QSuper fund tumbles as markets fear overreaction from central banks

Australian Retirement Trust’s QSuper balanced accumulation fund fell by 5.15 per cent for the 12 months to the end of September.

Nov 02, 2022, updated Nov 02, 2022
EML's troubled Irish business has lost its entire board

EML's troubled Irish business has lost its entire board

Some of its other options have had heavier falls. Its Lifetime Focus 3 fund, which is aimed at 50 to 57-year-olds, dropped by more than 6 per cent for the year to the end of September, well below its 10-year objective of 3.5 per cent above inflation.

The QSuper balanced fund invests more in unlisted assets such as infrastructure and has a lower exposure to equities than traditional funds and ART said it had outperformed its return objective over the past 10 years

ART’s latest investment report said markets were concerned that central banks, like Australia’s Reserve Bank, would “overdo” efforts to curb inflation by raising rates too far and ultimately triggering a global recession.

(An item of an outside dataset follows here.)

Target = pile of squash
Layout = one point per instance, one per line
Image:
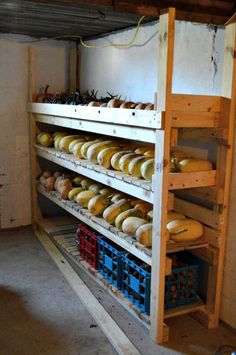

“The challenge facing the world’s central banks is an extraordinarily difficult one. Further cash rate increases, both here and in Australia and elsewhere are almost certain, although there are signs here in Australia that the RBA is slowing the pace of rate increases,” the report said.

However, ART said it did not see a global recession as inevitable and it did not design portfolios on short-term economic, market or geopolitical forecasts.

Despite this, ART said it had made adjustments to its asset allocation and reduced its weighting in commodities and equities which it said reduced losses.

“The bond exposure was significantly reduced after the initial Covid-19 outbreak in 2020 when long term interest rates had fallen very close to zero,” the report said.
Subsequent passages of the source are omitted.